Prime Minister Yingluck's historic visit for a Cabinet meeting on Phuket earlier this year appears to have confirmed the government's interest in bolstering Phuket - and with it Andaman tourism.
Time and again, whenever there has been political upheaval or a disaster like last year's floods, Phuket has remained the safe and secure alternative to maintain Thai tourism traffic.
Largely ignored even by governments led by the yellow-tinged Democrat Party, it now appears as if the Phuket region is to be given what it needs by the present red-shaded government.
Politics, of course, have nothing to do with the common need to make sure Thailand's tourism future is secured by addressing Phuket's major deficiencies.
The tendering process is likely to involve as many as 15 potential light-rail developers.
What has yet to be made clear is how the key imperative for Phuket - taking tourists directly to Phuket's holiday west coast as fast as possible - works with any fixed route going the long way through Phuket City, on the east coast, the other side of Phuket.
Buses or taxis down the west coast road are always going to be faster.
The other key issue is how Phuket's population, forced for generations to adopt motorcycles as the only convenient means of transport, can now be weaned off two wheels and onto a safer, less conjestive public transport system.

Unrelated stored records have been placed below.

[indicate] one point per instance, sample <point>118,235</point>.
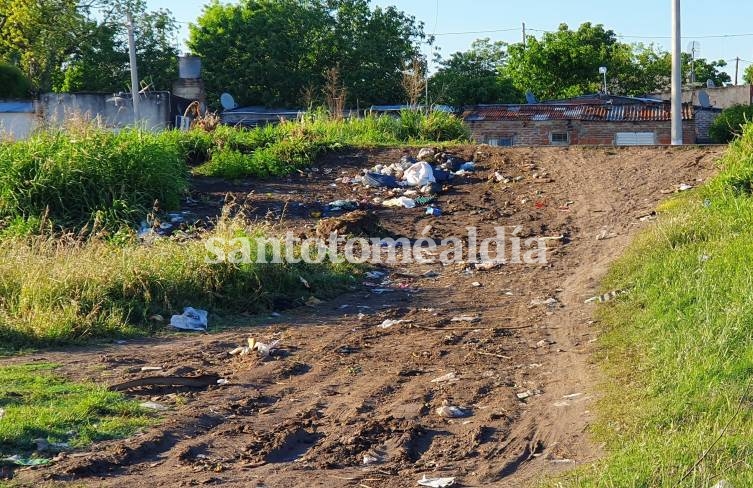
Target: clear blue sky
<point>647,20</point>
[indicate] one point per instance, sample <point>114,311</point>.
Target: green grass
<point>40,405</point>
<point>53,292</point>
<point>281,149</point>
<point>678,349</point>
<point>87,177</point>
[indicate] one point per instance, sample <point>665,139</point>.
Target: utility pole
<point>134,68</point>
<point>676,75</point>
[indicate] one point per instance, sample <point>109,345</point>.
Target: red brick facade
<point>584,132</point>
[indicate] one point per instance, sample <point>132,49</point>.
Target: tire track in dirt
<point>345,389</point>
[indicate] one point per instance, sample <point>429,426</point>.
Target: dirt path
<point>345,389</point>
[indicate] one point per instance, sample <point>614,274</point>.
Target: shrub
<point>13,83</point>
<point>89,177</point>
<point>729,124</point>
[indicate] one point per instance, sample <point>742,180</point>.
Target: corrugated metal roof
<point>578,111</point>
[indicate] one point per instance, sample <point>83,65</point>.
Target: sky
<point>722,28</point>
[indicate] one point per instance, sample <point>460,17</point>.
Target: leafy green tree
<point>102,64</point>
<point>565,63</point>
<point>268,52</point>
<point>730,123</point>
<point>13,83</point>
<point>748,75</point>
<point>81,44</point>
<point>473,77</point>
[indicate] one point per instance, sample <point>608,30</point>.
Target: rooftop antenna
<point>227,101</point>
<point>703,99</point>
<point>694,48</point>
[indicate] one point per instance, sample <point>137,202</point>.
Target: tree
<point>704,70</point>
<point>102,64</point>
<point>565,63</point>
<point>13,83</point>
<point>473,77</point>
<point>81,44</point>
<point>269,52</point>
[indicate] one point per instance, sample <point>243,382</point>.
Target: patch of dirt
<point>351,404</point>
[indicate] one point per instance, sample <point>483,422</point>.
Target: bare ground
<point>344,389</point>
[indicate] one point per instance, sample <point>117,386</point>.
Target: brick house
<point>589,120</point>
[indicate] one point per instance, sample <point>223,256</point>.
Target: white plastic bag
<point>191,319</point>
<point>400,202</point>
<point>419,174</point>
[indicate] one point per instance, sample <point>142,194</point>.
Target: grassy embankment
<point>71,268</point>
<point>678,349</point>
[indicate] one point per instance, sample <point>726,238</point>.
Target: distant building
<point>719,97</point>
<point>587,120</point>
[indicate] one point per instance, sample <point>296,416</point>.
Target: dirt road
<point>345,391</point>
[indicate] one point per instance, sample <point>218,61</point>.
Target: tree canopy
<point>274,52</point>
<point>81,44</point>
<point>473,77</point>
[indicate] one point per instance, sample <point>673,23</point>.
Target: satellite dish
<point>227,101</point>
<point>703,99</point>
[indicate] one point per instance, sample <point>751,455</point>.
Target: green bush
<point>89,177</point>
<point>730,122</point>
<point>13,83</point>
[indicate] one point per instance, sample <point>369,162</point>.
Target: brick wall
<point>535,133</point>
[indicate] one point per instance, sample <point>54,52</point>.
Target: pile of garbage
<point>410,182</point>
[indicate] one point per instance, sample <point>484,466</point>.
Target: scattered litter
<point>537,302</point>
<point>377,180</point>
<point>426,154</point>
<point>489,265</point>
<point>389,323</point>
<point>572,396</point>
<point>404,202</point>
<point>44,445</point>
<point>21,461</point>
<point>191,319</point>
<point>606,297</point>
<point>419,174</point>
<point>449,377</point>
<point>466,318</point>
<point>203,381</point>
<point>369,459</point>
<point>375,275</point>
<point>341,205</point>
<point>452,412</point>
<point>153,406</point>
<point>266,350</point>
<point>436,482</point>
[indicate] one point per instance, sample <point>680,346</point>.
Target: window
<point>500,141</point>
<point>559,138</point>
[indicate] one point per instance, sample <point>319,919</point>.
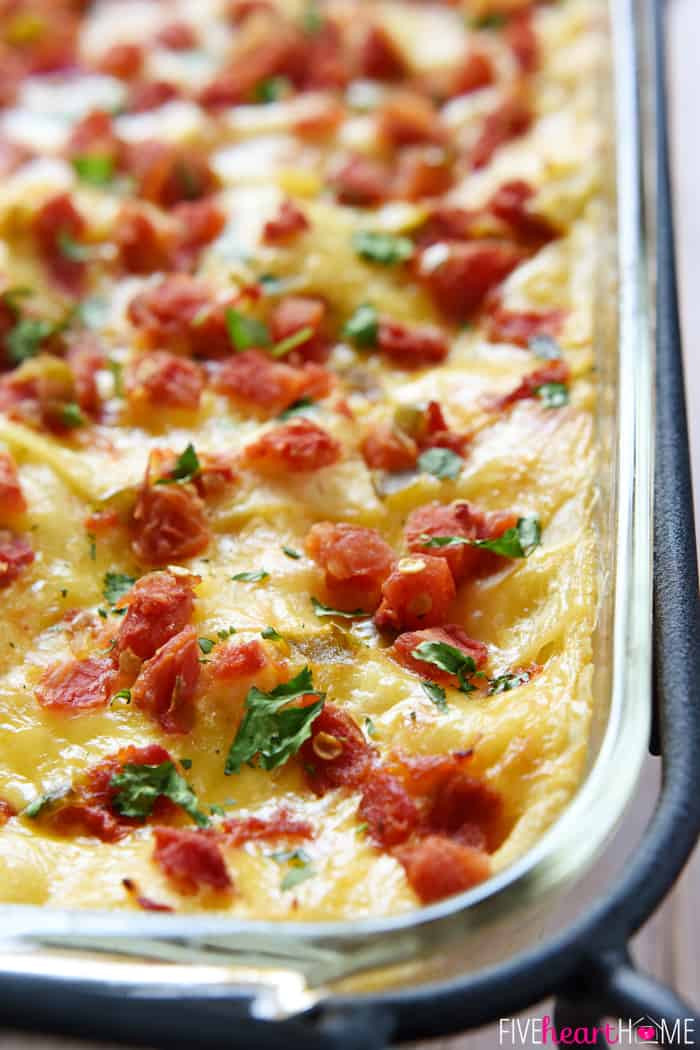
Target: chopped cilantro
<point>140,788</point>
<point>553,395</point>
<point>435,693</point>
<point>441,463</point>
<point>94,168</point>
<point>271,729</point>
<point>383,248</point>
<point>246,332</point>
<point>362,327</point>
<point>326,610</point>
<point>251,578</point>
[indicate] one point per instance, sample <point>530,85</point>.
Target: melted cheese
<point>530,742</point>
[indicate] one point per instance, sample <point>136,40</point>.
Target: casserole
<point>284,970</point>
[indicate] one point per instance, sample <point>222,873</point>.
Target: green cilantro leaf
<point>94,168</point>
<point>251,578</point>
<point>140,788</point>
<point>246,332</point>
<point>326,610</point>
<point>441,463</point>
<point>115,585</point>
<point>553,395</point>
<point>361,329</point>
<point>435,693</point>
<point>271,729</point>
<point>383,248</point>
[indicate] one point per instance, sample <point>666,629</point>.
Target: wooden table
<point>670,944</point>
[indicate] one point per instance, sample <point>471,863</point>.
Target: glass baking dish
<point>210,970</point>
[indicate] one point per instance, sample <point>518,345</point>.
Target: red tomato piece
<point>380,58</point>
<point>409,119</point>
<point>16,553</point>
<point>336,754</point>
<point>289,223</point>
<point>510,121</point>
<point>461,275</point>
<point>191,861</point>
<point>158,606</point>
<point>553,372</point>
<point>450,634</point>
<point>124,61</point>
<point>142,247</point>
<point>387,447</point>
<point>363,182</point>
<point>438,867</point>
<point>59,229</point>
<point>280,825</point>
<point>237,659</point>
<point>168,524</point>
<point>167,681</point>
<point>78,685</point>
<point>356,561</point>
<point>460,520</point>
<point>165,380</point>
<point>418,593</point>
<point>295,447</point>
<point>12,498</point>
<point>389,812</point>
<point>411,345</point>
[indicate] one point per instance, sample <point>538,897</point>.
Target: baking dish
<point>536,926</point>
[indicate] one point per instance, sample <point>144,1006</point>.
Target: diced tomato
<point>450,634</point>
<point>191,860</point>
<point>143,248</point>
<point>459,520</point>
<point>422,172</point>
<point>380,58</point>
<point>168,524</point>
<point>510,205</point>
<point>12,498</point>
<point>409,119</point>
<point>356,561</point>
<point>199,222</point>
<point>418,593</point>
<point>510,121</point>
<point>522,39</point>
<point>553,372</point>
<point>389,812</point>
<point>438,867</point>
<point>77,686</point>
<point>124,61</point>
<point>59,227</point>
<point>289,222</point>
<point>518,328</point>
<point>280,825</point>
<point>474,72</point>
<point>168,174</point>
<point>16,553</point>
<point>295,313</point>
<point>158,606</point>
<point>237,659</point>
<point>6,811</point>
<point>461,275</point>
<point>167,681</point>
<point>336,754</point>
<point>150,95</point>
<point>179,313</point>
<point>177,36</point>
<point>295,447</point>
<point>166,380</point>
<point>387,447</point>
<point>411,345</point>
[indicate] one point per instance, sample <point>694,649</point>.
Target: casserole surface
<point>82,463</point>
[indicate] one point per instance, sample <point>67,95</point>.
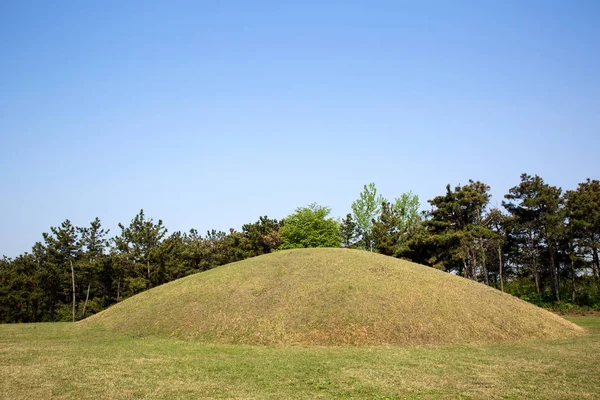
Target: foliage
<point>310,227</point>
<point>364,211</point>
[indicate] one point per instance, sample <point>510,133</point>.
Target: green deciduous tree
<point>65,249</point>
<point>537,211</point>
<point>310,227</point>
<point>365,210</point>
<point>348,233</point>
<point>140,241</point>
<point>458,227</point>
<point>583,213</point>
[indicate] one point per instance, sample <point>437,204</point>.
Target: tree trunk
<point>534,264</point>
<point>536,275</point>
<point>484,266</point>
<point>572,279</point>
<point>500,267</point>
<point>595,266</point>
<point>553,271</point>
<point>73,281</point>
<point>87,296</point>
<point>148,265</point>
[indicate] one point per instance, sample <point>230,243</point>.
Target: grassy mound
<point>330,297</point>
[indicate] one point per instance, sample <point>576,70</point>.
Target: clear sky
<point>210,114</point>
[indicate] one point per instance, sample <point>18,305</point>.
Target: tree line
<point>541,245</point>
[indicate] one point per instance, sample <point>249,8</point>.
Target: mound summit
<point>330,297</point>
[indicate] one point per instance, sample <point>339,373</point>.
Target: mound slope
<point>330,297</point>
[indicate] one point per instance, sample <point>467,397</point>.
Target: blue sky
<point>210,114</point>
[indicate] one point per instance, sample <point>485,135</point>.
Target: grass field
<point>322,297</point>
<point>62,360</point>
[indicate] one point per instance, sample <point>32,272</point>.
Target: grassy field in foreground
<point>61,360</point>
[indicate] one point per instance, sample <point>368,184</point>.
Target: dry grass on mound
<point>330,297</point>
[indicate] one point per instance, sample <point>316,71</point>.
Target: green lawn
<point>61,360</point>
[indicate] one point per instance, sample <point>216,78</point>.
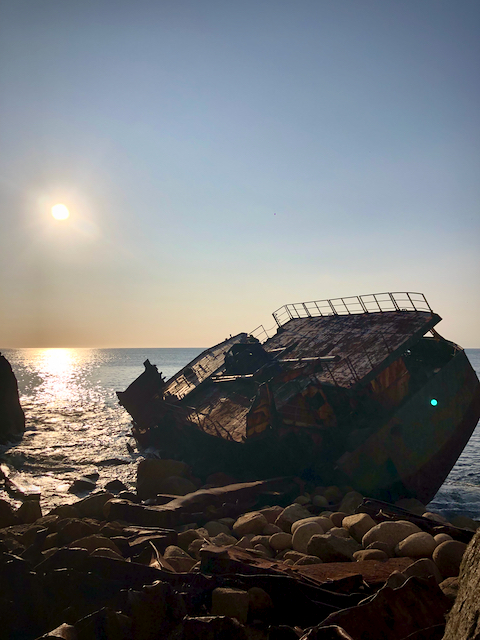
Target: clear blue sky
<point>220,159</point>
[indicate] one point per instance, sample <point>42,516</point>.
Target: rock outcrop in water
<point>12,418</point>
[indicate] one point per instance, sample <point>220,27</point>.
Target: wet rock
<point>423,568</point>
<point>332,549</point>
<point>7,516</point>
<point>270,529</point>
<point>65,511</point>
<point>464,522</point>
<point>291,514</point>
<point>463,622</point>
<point>282,632</point>
<point>450,587</point>
<point>280,541</point>
<point>260,605</point>
<point>333,494</point>
<point>392,614</point>
<point>264,550</point>
<point>110,529</point>
<point>214,528</point>
<point>396,579</point>
<point>319,501</point>
<point>71,529</point>
<point>90,543</point>
<point>448,557</point>
<point>358,525</point>
<point>370,554</point>
<point>178,559</point>
<point>152,472</point>
<point>185,538</point>
<point>383,546</point>
<point>12,418</point>
<point>177,486</point>
<point>82,484</point>
<point>194,548</point>
<point>223,540</point>
<point>413,505</point>
<point>323,521</point>
<point>350,502</point>
<point>115,486</point>
<point>437,517</point>
<point>246,541</point>
<point>51,541</point>
<point>271,513</point>
<point>63,632</point>
<point>213,628</point>
<point>340,532</point>
<point>337,518</point>
<point>233,603</point>
<point>105,552</point>
<point>390,533</point>
<point>303,534</point>
<point>104,623</point>
<point>265,540</point>
<point>303,500</point>
<point>29,512</point>
<point>92,506</point>
<point>252,522</point>
<point>306,560</point>
<point>417,545</point>
<point>220,479</point>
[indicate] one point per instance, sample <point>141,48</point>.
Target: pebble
<point>252,522</point>
<point>417,545</point>
<point>291,514</point>
<point>281,541</point>
<point>448,557</point>
<point>391,533</point>
<point>357,525</point>
<point>302,535</point>
<point>232,603</point>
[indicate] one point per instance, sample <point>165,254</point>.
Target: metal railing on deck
<point>370,303</point>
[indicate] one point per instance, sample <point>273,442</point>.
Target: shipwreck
<point>358,392</point>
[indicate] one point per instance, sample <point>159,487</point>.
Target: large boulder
<point>252,522</point>
<point>464,618</point>
<point>332,548</point>
<point>418,545</point>
<point>230,602</point>
<point>357,525</point>
<point>302,535</point>
<point>390,532</point>
<point>12,418</point>
<point>291,514</point>
<point>448,557</point>
<point>151,473</point>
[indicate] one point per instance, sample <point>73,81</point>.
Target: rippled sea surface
<point>75,425</point>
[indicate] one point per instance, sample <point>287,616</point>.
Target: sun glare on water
<point>60,212</point>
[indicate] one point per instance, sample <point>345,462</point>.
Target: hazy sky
<point>220,159</point>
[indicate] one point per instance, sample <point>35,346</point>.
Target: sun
<point>60,212</point>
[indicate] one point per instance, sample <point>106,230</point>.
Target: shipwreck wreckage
<point>358,391</point>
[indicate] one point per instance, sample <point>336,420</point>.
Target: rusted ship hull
<point>342,394</point>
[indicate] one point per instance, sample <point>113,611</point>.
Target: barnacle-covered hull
<point>349,392</point>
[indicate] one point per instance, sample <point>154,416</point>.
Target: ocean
<point>75,425</point>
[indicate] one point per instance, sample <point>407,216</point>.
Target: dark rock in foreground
<point>12,418</point>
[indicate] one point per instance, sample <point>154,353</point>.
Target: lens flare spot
<point>60,212</point>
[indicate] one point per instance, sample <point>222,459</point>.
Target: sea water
<point>75,426</point>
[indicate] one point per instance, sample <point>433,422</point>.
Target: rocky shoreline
<point>266,560</point>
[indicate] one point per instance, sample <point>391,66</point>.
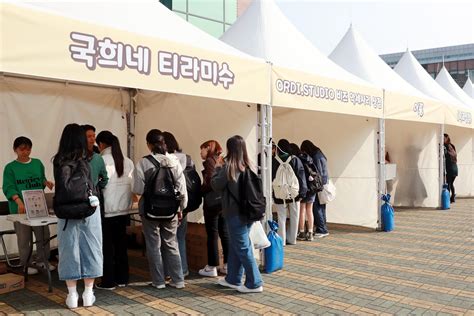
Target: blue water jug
<point>445,198</point>
<point>274,253</point>
<point>388,221</point>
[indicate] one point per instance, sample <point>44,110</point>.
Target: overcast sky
<point>388,26</point>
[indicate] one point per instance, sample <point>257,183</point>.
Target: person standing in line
<point>117,207</point>
<point>290,206</point>
<point>213,219</point>
<point>99,173</point>
<point>451,165</point>
<point>241,258</point>
<point>172,147</point>
<point>160,235</point>
<point>25,173</point>
<point>319,210</point>
<point>306,204</point>
<point>79,240</point>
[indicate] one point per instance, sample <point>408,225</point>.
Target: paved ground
<point>424,267</point>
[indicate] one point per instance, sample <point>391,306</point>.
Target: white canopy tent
<point>458,123</point>
<point>469,88</point>
<point>346,132</point>
<point>89,70</point>
<point>445,80</point>
<point>411,145</point>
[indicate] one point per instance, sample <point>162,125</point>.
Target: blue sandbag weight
<point>388,221</point>
<point>274,253</point>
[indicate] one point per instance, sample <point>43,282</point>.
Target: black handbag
<point>213,202</point>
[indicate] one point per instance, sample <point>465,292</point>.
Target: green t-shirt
<point>98,171</point>
<point>18,176</point>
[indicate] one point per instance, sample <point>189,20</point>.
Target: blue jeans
<point>319,212</point>
<point>241,254</point>
<point>181,236</point>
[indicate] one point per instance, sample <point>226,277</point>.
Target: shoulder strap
<point>152,159</point>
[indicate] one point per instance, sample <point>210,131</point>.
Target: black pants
<point>114,247</point>
<point>216,227</point>
<point>450,179</point>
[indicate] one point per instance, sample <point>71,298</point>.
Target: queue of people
<point>95,186</point>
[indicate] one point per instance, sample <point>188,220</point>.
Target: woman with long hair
<point>213,219</point>
<point>319,210</point>
<point>241,257</point>
<point>173,147</point>
<point>117,207</point>
<point>80,241</point>
<point>160,234</point>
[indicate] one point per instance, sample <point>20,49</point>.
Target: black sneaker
<point>99,286</point>
<point>301,236</point>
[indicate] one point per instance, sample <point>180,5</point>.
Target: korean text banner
<point>300,90</point>
<point>38,43</point>
<point>458,116</point>
<point>405,107</point>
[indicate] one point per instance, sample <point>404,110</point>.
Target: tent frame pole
<point>382,184</point>
<point>265,150</point>
<point>131,124</point>
<point>441,162</point>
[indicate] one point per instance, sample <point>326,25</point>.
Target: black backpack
<point>314,179</point>
<point>161,197</point>
<point>193,186</point>
<point>73,186</point>
<point>252,203</point>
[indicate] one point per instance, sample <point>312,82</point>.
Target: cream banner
<point>38,43</point>
<point>412,108</point>
<point>295,89</point>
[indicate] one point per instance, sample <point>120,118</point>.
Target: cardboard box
<point>196,246</point>
<point>11,282</point>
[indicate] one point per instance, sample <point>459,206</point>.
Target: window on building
<point>212,16</point>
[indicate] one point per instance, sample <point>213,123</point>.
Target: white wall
<point>349,143</point>
<point>414,148</point>
<point>194,120</point>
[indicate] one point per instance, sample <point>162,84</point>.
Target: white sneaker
<point>208,271</point>
<point>42,266</point>
<point>71,300</point>
<point>177,285</point>
<point>223,282</point>
<point>88,299</point>
<point>223,270</point>
<point>32,271</point>
<point>318,235</point>
<point>244,289</point>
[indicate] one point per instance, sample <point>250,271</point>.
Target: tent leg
<point>131,124</point>
<point>382,185</point>
<point>441,162</point>
<point>265,150</point>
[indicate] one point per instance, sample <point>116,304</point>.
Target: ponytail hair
<point>110,140</point>
<point>157,142</point>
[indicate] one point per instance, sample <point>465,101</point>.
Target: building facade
<point>459,61</point>
<point>211,16</point>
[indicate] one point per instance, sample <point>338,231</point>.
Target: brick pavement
<point>424,267</point>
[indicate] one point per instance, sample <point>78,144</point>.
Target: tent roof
<point>144,17</point>
<point>469,88</point>
<point>447,82</point>
<point>264,31</point>
<point>355,55</point>
<point>410,69</point>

Still, yesterday's summit in Bangkok marked a large stride in the right direction in the saga of Phuket's public transport. It is not known whether tuk-tuks and jet-skis were mentioned.
Solving the present crisis of floods in Chumporn blocking the main road route between Ranong and Bangkok is also certain to have been discussed yesterday.
Improving the roads north from Phuket through Phang Nga to Ranong on the border with Burma would open the entire Andaman coast to rapid tourism development.